Video from a doorbell camera obtained by WOWT shows 7-year-old Quincy Walker crying and confused after getting off the bus. Walker, who used to live nearby, walked to a home that he recognized as belonging to a former-next-door neighbor and the mother of his friend, Jackson, the station reported.
“Jackson’s mom, my bus driver just left me out here and made me walk home, and I don’t want my mom to worry about me! Please! You need to pick me up if you’re here!” Quincy is seen crying in the video.
“It was heart-breaking when she sent me the video, I cried,” Quincy’s mother, Makayla Walker, told KETV. “If she wouldn’t have been home, then where would he have gone? How would he have gotten home?”
Fortunately, Madison Bilsten was home, and told WOWT that she had arrived home just five minutes earlier.
“At first, I didn’t know what it was — I’m not used to my doorbell ringing. So I waited a minute, and all of a sudden, I just heard crying,” Bilsten told WOWT. “I ran up the stairs from my basement, and I looked and saw Quincy out there, and I know him because he used to live next door.”
Quincy said that after he was picked up at school, he was taken to the wrong address.
“He said he told the bus driver, ‘This is not my stop.

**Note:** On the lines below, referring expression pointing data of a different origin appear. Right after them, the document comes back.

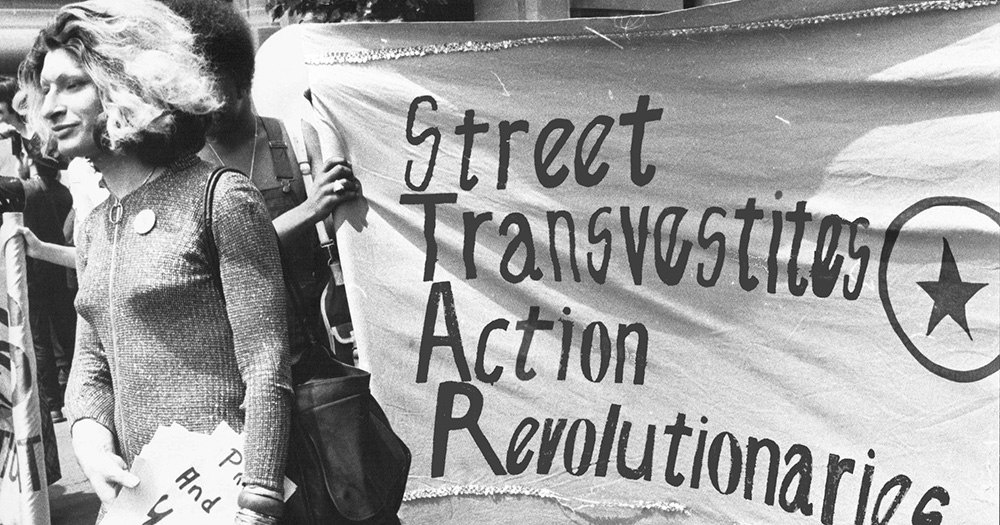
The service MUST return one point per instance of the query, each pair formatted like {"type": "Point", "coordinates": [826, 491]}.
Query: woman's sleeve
{"type": "Point", "coordinates": [252, 282]}
{"type": "Point", "coordinates": [89, 394]}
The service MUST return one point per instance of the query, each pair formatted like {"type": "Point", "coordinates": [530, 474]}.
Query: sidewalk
{"type": "Point", "coordinates": [71, 500]}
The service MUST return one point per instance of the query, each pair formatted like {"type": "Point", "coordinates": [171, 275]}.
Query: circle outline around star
{"type": "Point", "coordinates": [891, 236]}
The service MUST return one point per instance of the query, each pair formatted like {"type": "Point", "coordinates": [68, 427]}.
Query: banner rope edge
{"type": "Point", "coordinates": [363, 57]}
{"type": "Point", "coordinates": [487, 491]}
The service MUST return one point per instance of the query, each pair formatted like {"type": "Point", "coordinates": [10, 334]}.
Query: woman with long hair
{"type": "Point", "coordinates": [165, 335]}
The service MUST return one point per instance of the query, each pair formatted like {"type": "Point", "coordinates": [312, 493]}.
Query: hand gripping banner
{"type": "Point", "coordinates": [733, 264]}
{"type": "Point", "coordinates": [24, 497]}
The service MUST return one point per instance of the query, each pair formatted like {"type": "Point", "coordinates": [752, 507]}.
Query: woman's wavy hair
{"type": "Point", "coordinates": [155, 89]}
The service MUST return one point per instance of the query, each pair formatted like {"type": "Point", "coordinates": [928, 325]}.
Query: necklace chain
{"type": "Point", "coordinates": [117, 211]}
{"type": "Point", "coordinates": [253, 152]}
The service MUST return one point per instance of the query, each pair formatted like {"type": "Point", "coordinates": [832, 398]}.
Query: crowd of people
{"type": "Point", "coordinates": [156, 95]}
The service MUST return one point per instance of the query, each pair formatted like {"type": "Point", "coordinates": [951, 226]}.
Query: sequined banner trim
{"type": "Point", "coordinates": [395, 53]}
{"type": "Point", "coordinates": [575, 505]}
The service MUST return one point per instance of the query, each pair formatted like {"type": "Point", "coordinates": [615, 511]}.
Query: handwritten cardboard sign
{"type": "Point", "coordinates": [186, 478]}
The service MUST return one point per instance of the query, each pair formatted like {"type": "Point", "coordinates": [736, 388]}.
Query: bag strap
{"type": "Point", "coordinates": [279, 149]}
{"type": "Point", "coordinates": [212, 251]}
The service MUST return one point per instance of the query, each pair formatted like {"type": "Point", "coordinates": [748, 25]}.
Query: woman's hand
{"type": "Point", "coordinates": [259, 506]}
{"type": "Point", "coordinates": [46, 251]}
{"type": "Point", "coordinates": [93, 445]}
{"type": "Point", "coordinates": [335, 185]}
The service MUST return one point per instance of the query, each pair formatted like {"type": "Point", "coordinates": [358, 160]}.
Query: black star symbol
{"type": "Point", "coordinates": [950, 293]}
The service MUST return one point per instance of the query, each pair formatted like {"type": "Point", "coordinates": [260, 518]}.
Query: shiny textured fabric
{"type": "Point", "coordinates": [158, 344]}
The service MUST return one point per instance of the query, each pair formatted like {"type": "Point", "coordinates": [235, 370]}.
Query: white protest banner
{"type": "Point", "coordinates": [738, 263]}
{"type": "Point", "coordinates": [24, 498]}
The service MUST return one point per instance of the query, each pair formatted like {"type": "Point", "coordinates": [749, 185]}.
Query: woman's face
{"type": "Point", "coordinates": [71, 106]}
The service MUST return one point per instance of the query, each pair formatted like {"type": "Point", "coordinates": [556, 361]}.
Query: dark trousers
{"type": "Point", "coordinates": [53, 330]}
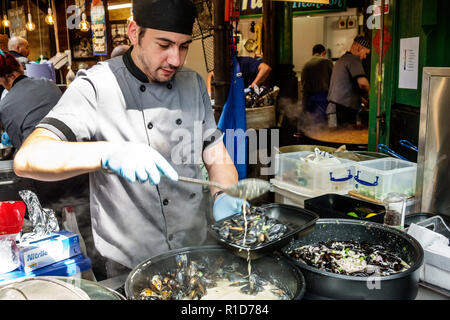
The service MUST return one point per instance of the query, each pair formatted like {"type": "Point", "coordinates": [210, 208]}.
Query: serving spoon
{"type": "Point", "coordinates": [247, 188]}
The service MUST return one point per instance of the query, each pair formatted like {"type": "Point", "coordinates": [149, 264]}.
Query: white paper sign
{"type": "Point", "coordinates": [409, 63]}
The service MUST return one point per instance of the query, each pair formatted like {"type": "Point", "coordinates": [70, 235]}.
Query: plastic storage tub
{"type": "Point", "coordinates": [315, 178]}
{"type": "Point", "coordinates": [339, 206]}
{"type": "Point", "coordinates": [376, 178]}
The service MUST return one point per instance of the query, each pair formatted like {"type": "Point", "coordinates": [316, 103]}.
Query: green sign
{"type": "Point", "coordinates": [253, 8]}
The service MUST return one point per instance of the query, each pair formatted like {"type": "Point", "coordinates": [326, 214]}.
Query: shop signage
{"type": "Point", "coordinates": [377, 9]}
{"type": "Point", "coordinates": [253, 8]}
{"type": "Point", "coordinates": [98, 26]}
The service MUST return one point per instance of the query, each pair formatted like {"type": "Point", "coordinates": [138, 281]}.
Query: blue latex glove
{"type": "Point", "coordinates": [5, 139]}
{"type": "Point", "coordinates": [226, 206]}
{"type": "Point", "coordinates": [138, 162]}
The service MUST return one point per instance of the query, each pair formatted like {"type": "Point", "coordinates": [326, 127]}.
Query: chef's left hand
{"type": "Point", "coordinates": [226, 206]}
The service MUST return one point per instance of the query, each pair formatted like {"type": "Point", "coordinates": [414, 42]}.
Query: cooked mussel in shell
{"type": "Point", "coordinates": [350, 258]}
{"type": "Point", "coordinates": [191, 280]}
{"type": "Point", "coordinates": [260, 229]}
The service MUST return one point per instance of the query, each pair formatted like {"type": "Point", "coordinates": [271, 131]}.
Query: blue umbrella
{"type": "Point", "coordinates": [233, 121]}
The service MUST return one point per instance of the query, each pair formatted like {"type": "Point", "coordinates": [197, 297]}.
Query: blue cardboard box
{"type": "Point", "coordinates": [56, 247]}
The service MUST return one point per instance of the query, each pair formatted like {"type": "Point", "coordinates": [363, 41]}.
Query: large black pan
{"type": "Point", "coordinates": [327, 285]}
{"type": "Point", "coordinates": [298, 221]}
{"type": "Point", "coordinates": [275, 269]}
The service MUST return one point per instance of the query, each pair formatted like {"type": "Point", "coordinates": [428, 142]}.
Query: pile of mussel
{"type": "Point", "coordinates": [260, 228]}
{"type": "Point", "coordinates": [191, 280]}
{"type": "Point", "coordinates": [350, 258]}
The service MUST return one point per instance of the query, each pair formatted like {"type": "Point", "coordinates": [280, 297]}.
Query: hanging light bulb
{"type": "Point", "coordinates": [49, 17]}
{"type": "Point", "coordinates": [30, 25]}
{"type": "Point", "coordinates": [84, 24]}
{"type": "Point", "coordinates": [5, 22]}
{"type": "Point", "coordinates": [130, 18]}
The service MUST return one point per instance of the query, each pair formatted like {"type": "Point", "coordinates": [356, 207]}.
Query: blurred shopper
{"type": "Point", "coordinates": [119, 50]}
{"type": "Point", "coordinates": [349, 85]}
{"type": "Point", "coordinates": [315, 82]}
{"type": "Point", "coordinates": [19, 48]}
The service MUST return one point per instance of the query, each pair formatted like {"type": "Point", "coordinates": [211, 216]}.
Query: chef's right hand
{"type": "Point", "coordinates": [138, 162]}
{"type": "Point", "coordinates": [5, 139]}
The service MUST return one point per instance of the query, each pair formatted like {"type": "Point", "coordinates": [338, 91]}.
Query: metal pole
{"type": "Point", "coordinates": [380, 75]}
{"type": "Point", "coordinates": [55, 25]}
{"type": "Point", "coordinates": [222, 59]}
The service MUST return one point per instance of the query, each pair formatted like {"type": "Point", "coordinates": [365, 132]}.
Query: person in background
{"type": "Point", "coordinates": [20, 49]}
{"type": "Point", "coordinates": [254, 72]}
{"type": "Point", "coordinates": [315, 81]}
{"type": "Point", "coordinates": [349, 86]}
{"type": "Point", "coordinates": [28, 100]}
{"type": "Point", "coordinates": [130, 123]}
{"type": "Point", "coordinates": [119, 50]}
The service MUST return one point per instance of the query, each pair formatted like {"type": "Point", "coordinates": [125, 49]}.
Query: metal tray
{"type": "Point", "coordinates": [337, 206]}
{"type": "Point", "coordinates": [299, 222]}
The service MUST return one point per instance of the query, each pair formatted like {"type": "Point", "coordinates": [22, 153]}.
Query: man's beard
{"type": "Point", "coordinates": [152, 76]}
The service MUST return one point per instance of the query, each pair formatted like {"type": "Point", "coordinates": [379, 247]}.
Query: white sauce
{"type": "Point", "coordinates": [223, 291]}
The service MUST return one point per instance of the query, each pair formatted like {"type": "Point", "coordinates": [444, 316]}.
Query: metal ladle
{"type": "Point", "coordinates": [245, 189]}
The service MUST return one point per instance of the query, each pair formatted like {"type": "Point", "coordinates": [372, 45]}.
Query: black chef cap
{"type": "Point", "coordinates": [167, 15]}
{"type": "Point", "coordinates": [362, 41]}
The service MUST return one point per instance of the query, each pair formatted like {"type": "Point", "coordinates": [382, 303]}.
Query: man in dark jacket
{"type": "Point", "coordinates": [349, 85]}
{"type": "Point", "coordinates": [315, 82]}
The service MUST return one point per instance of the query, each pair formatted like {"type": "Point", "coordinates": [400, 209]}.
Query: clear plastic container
{"type": "Point", "coordinates": [315, 178]}
{"type": "Point", "coordinates": [377, 178]}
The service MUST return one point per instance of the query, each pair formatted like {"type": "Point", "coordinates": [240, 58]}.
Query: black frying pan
{"type": "Point", "coordinates": [327, 285]}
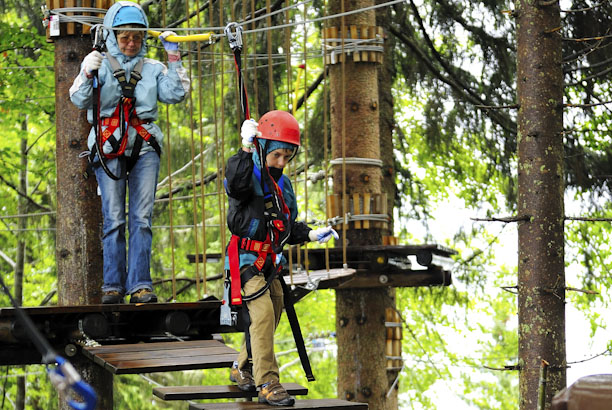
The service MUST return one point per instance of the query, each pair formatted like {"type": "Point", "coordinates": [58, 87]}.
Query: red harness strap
{"type": "Point", "coordinates": [112, 123]}
{"type": "Point", "coordinates": [263, 249]}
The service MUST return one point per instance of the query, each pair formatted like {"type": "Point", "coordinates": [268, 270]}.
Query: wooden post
{"type": "Point", "coordinates": [79, 217]}
{"type": "Point", "coordinates": [360, 313]}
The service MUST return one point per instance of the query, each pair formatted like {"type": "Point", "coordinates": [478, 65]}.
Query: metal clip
{"type": "Point", "coordinates": [234, 38]}
{"type": "Point", "coordinates": [99, 40]}
{"type": "Point", "coordinates": [64, 377]}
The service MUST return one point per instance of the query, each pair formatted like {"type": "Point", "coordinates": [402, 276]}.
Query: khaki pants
{"type": "Point", "coordinates": [265, 312]}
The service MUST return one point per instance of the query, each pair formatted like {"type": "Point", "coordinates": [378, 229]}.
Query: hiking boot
{"type": "Point", "coordinates": [112, 297]}
{"type": "Point", "coordinates": [243, 378]}
{"type": "Point", "coordinates": [143, 296]}
{"type": "Point", "coordinates": [274, 394]}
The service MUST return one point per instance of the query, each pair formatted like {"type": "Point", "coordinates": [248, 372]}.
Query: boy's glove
{"type": "Point", "coordinates": [322, 235]}
{"type": "Point", "coordinates": [92, 62]}
{"type": "Point", "coordinates": [248, 132]}
{"type": "Point", "coordinates": [169, 46]}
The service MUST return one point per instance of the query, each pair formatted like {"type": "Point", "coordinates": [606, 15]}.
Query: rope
{"type": "Point", "coordinates": [343, 141]}
{"type": "Point", "coordinates": [202, 186]}
{"type": "Point", "coordinates": [193, 169]}
{"type": "Point", "coordinates": [169, 163]}
{"type": "Point", "coordinates": [326, 137]}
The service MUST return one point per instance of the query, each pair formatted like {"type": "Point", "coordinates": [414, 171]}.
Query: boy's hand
{"type": "Point", "coordinates": [322, 235]}
{"type": "Point", "coordinates": [248, 132]}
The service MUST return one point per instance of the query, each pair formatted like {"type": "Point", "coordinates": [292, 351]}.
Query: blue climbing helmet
{"type": "Point", "coordinates": [129, 14]}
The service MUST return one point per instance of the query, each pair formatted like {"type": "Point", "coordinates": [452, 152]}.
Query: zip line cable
{"type": "Point", "coordinates": [210, 36]}
{"type": "Point", "coordinates": [64, 376]}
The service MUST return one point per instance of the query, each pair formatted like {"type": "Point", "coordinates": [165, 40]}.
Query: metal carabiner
{"type": "Point", "coordinates": [65, 377]}
{"type": "Point", "coordinates": [99, 40]}
{"type": "Point", "coordinates": [234, 38]}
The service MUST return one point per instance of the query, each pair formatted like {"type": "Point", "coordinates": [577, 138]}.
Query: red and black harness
{"type": "Point", "coordinates": [278, 226]}
{"type": "Point", "coordinates": [123, 117]}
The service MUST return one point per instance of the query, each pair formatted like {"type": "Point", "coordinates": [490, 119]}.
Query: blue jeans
{"type": "Point", "coordinates": [141, 183]}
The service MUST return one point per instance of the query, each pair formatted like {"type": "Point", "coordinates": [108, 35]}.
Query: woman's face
{"type": "Point", "coordinates": [130, 42]}
{"type": "Point", "coordinates": [279, 158]}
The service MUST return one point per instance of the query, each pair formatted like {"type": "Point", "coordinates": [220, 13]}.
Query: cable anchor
{"type": "Point", "coordinates": [235, 37]}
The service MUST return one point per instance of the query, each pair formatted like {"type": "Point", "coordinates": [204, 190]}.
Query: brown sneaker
{"type": "Point", "coordinates": [274, 394]}
{"type": "Point", "coordinates": [243, 378]}
{"type": "Point", "coordinates": [143, 296]}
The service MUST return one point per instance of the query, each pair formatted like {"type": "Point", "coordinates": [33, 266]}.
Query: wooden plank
{"type": "Point", "coordinates": [158, 354]}
{"type": "Point", "coordinates": [125, 307]}
{"type": "Point", "coordinates": [329, 404]}
{"type": "Point", "coordinates": [70, 28]}
{"type": "Point", "coordinates": [357, 210]}
{"type": "Point", "coordinates": [164, 356]}
{"type": "Point", "coordinates": [139, 347]}
{"type": "Point", "coordinates": [364, 35]}
{"type": "Point", "coordinates": [355, 36]}
{"type": "Point", "coordinates": [217, 392]}
{"type": "Point", "coordinates": [366, 209]}
{"type": "Point", "coordinates": [171, 364]}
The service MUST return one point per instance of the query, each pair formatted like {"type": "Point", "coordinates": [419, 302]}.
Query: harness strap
{"type": "Point", "coordinates": [234, 262]}
{"type": "Point", "coordinates": [295, 329]}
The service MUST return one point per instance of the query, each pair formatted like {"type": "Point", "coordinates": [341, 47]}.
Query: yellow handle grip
{"type": "Point", "coordinates": [183, 39]}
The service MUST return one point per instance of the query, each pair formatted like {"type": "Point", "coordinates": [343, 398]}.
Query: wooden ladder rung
{"type": "Point", "coordinates": [328, 404]}
{"type": "Point", "coordinates": [217, 392]}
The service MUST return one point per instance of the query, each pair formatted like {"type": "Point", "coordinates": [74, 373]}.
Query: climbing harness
{"type": "Point", "coordinates": [123, 117]}
{"type": "Point", "coordinates": [64, 376]}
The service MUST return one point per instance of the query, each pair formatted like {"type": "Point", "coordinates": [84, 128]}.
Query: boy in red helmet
{"type": "Point", "coordinates": [262, 219]}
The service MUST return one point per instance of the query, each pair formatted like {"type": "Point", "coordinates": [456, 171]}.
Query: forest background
{"type": "Point", "coordinates": [453, 98]}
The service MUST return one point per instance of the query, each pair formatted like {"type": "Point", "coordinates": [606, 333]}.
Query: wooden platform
{"type": "Point", "coordinates": [162, 356]}
{"type": "Point", "coordinates": [217, 392]}
{"type": "Point", "coordinates": [107, 324]}
{"type": "Point", "coordinates": [329, 404]}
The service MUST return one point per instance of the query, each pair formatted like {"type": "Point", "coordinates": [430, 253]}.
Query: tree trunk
{"type": "Point", "coordinates": [541, 276]}
{"type": "Point", "coordinates": [360, 313]}
{"type": "Point", "coordinates": [22, 209]}
{"type": "Point", "coordinates": [79, 216]}
{"type": "Point", "coordinates": [386, 76]}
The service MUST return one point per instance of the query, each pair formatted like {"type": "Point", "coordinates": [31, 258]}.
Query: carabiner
{"type": "Point", "coordinates": [65, 377]}
{"type": "Point", "coordinates": [234, 38]}
{"type": "Point", "coordinates": [99, 40]}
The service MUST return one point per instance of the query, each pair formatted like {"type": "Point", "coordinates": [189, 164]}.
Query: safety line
{"type": "Point", "coordinates": [202, 185]}
{"type": "Point", "coordinates": [169, 164]}
{"type": "Point", "coordinates": [220, 29]}
{"type": "Point", "coordinates": [193, 168]}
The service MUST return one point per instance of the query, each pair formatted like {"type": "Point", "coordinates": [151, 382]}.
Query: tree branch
{"type": "Point", "coordinates": [24, 195]}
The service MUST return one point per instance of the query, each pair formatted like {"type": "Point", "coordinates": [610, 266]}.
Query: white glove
{"type": "Point", "coordinates": [92, 62]}
{"type": "Point", "coordinates": [322, 235]}
{"type": "Point", "coordinates": [248, 132]}
{"type": "Point", "coordinates": [169, 46]}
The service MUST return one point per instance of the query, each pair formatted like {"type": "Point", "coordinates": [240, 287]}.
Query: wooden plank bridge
{"type": "Point", "coordinates": [142, 338]}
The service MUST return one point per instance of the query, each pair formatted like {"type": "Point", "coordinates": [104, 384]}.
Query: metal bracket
{"type": "Point", "coordinates": [234, 38]}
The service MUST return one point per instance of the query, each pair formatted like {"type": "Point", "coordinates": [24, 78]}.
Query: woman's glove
{"type": "Point", "coordinates": [169, 46]}
{"type": "Point", "coordinates": [92, 62]}
{"type": "Point", "coordinates": [322, 235]}
{"type": "Point", "coordinates": [248, 132]}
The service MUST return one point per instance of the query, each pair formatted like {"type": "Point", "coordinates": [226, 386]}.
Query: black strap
{"type": "Point", "coordinates": [295, 329]}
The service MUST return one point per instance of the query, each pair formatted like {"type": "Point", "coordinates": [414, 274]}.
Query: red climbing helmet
{"type": "Point", "coordinates": [279, 126]}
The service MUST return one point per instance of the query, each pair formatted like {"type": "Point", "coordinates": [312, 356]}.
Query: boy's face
{"type": "Point", "coordinates": [279, 158]}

I don’t know where I’m at,’ and the bus driver told him, ‘You can get off and you can walk home,’ … is exactly what he said, ‘You can walk home,’” Makayla Walker told KETV.
Walker told the station that she had updated the school when she moved to a new address last February, and there had never been an issue with drop-offs until the regular driver was off and a substitute driver was on duty.
“I couldn’t sleep last night ‘cause I just thought about the what-if reasons,” Bilsten told WOWT. “What if he went to the wrong house? What if I wasn’t home? What if he tried someone else in the neighborhood who was creepy or something? You just never know.”
In a statement to KETV, Omaha Public Schools said, “Investigating the incident, the drop off occurred at the address on file for our family. We regret that this situation did not meet our standard of care for students. The substitute driver for our contracted service is no longer transporting students in our district.”